Generate Generalized Additive Model predictions of fish

This script takes the tidy datasets created in previous steps, along with the top models selection using FSSgam, and creates GAM regression plots. These plots are useful to correctly interpret the relationships between response and predictor variables, and allow for ecological investigation of top models.

R setup

Load libraries. All packages are available through CRAN, aside from ‘FSSgam’, which can be installed following the instructions provided in the GitHub repository https://github.com/beckyfisher/FSSgam.

# install.packages('remotes')
library('remotes')
options(timeout=9999999)
# remotes::install_github("GlobalArchiveManual/CheckEM")
library(CheckEM)
library(tidyverse)
library(mgcv)
library(devtools)
library(FSSgam)
library(here)
library(ggplot2)
library(ggnewscale)
library(viridis)
library(terra)
library(sf)
library(patchwork)

Set the study name. Study names are used throughout to make for reproducible code that can be easily shifted between different campaigns and projects while still providing meaningful filenames.

name <- 'example-bruv-workflow'

Set up data for prediction

Load the count data (MaxN). This data is crated in the previous workflow, ‘Format and visualise fish data’.
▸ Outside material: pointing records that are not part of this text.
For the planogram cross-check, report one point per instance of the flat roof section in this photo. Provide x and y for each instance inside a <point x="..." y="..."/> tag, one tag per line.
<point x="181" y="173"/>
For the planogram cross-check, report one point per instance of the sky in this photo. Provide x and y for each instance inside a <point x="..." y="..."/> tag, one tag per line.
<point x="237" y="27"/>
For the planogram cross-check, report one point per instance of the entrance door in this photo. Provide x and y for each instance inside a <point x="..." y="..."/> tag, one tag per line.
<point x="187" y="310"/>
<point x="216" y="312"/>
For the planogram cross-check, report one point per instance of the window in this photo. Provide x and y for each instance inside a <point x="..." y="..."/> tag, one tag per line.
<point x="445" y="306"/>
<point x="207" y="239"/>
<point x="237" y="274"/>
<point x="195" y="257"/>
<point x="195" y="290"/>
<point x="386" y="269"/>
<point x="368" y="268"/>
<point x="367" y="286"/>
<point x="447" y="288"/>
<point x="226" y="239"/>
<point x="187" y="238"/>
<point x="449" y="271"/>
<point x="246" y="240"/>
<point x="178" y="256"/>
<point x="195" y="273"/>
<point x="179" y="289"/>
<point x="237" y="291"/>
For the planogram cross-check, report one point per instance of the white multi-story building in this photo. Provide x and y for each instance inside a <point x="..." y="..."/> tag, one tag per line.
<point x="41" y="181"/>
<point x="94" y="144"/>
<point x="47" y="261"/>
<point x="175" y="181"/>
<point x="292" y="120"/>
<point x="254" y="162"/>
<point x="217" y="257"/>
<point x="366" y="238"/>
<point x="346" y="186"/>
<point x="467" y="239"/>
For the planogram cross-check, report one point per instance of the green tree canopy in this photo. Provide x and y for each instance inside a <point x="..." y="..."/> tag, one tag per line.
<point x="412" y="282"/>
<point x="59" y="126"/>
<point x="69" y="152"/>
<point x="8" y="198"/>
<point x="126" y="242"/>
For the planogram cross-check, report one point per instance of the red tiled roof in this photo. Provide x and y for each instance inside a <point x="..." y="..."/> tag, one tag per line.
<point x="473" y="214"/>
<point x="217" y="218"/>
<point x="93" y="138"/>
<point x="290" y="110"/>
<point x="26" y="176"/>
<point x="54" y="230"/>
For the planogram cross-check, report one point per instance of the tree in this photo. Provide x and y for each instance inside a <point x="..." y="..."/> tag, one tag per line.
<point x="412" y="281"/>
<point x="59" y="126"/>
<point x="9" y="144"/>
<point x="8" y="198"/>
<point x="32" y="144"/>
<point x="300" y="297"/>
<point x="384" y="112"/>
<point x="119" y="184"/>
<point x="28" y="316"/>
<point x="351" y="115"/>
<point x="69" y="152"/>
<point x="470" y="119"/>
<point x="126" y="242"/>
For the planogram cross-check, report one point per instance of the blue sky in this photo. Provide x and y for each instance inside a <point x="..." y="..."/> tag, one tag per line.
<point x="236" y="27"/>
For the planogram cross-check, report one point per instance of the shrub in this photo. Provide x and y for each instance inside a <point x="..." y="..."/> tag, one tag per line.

tidy.count <- readRDS(here::here(paste0('r-workflows/data/tidy/', 
                      name,'_tidy-count.rds'))) %>%
  dplyr::filter(!is.na(mbdepth)) %>% # If this filters out any then you need to go back and create your spatial layers
  glimpse()

## Rows: 64
## Columns: 18
## $ campaignid   <chr> "2023-03_SwC_stereo-BRUVs", "2023-03_SwC_stereo-BRUVs", "…
## $ sample       <chr> "10", "10", "12", "12", "14", "14", "15", "15", "16", "16…
## $ status       <chr> "No-take", "No-take", "No-take", "No-take", "No-take", "N…
## $ response     <chr> "total_abundance", "species_richness", "total_abundance",…
## $ number       <dbl> 111, 13, 94, 15, 191, 9, 146, 16, 99, 14, 312, 18, 38, 13…
## $ longitude_dd <dbl> 114.8533, 114.8533, 114.8816, 114.8816, 114.8686, 114.868…
## $ latitude_dd  <dbl> -34.08387, -34.08387, -34.13249, -34.13249, -34.07530, -3…
## $ depth        <chr> "44.3", "44.3", "42.6", "42.6", "42.7", "42.7", "45.3", "…
## $ mbdepth      <dbl> -42.77519, -42.77519, -42.02835, -42.02835, -41.07679, -4…
## $ slope        <dbl> 0.005708777, 0.005708777, 0.013768068, 0.013768068, 0.078…
## $ aspect       <dbl> 72.31942, 72.31942, 110.35012, 110.35012, 215.54254, 215.…
## $ tpi          <dbl> 0.05208921, 0.05208921, 0.03892708, 0.03892708, 0.2611088…
## $ tri          <dbl> 0.05208921, 0.05208921, 0.06246567, 0.06246567, 0.3096442…
## $ roughness    <dbl> 0.11757660, 0.11757660, 0.30690765, 0.30690765, 0.7959022…
## $ detrended    <dbl> -2.8542883, -2.8542883, -5.8822656, -5.8822656, -6.646017…
## $ mean_relief  <dbl> 3.217391, 3.217391, 2.809524, 2.809524, 2.440000, 2.44000…
## $ sd_relief    <dbl> 0.7952428, 0.7952428, 0.4023739, 0.4023739, 0.7118052, 0.…
## $ reef         <dbl> 0.9690722, 0.9690722, 1.0000000, 1.0000000, 0.9420290, 0.…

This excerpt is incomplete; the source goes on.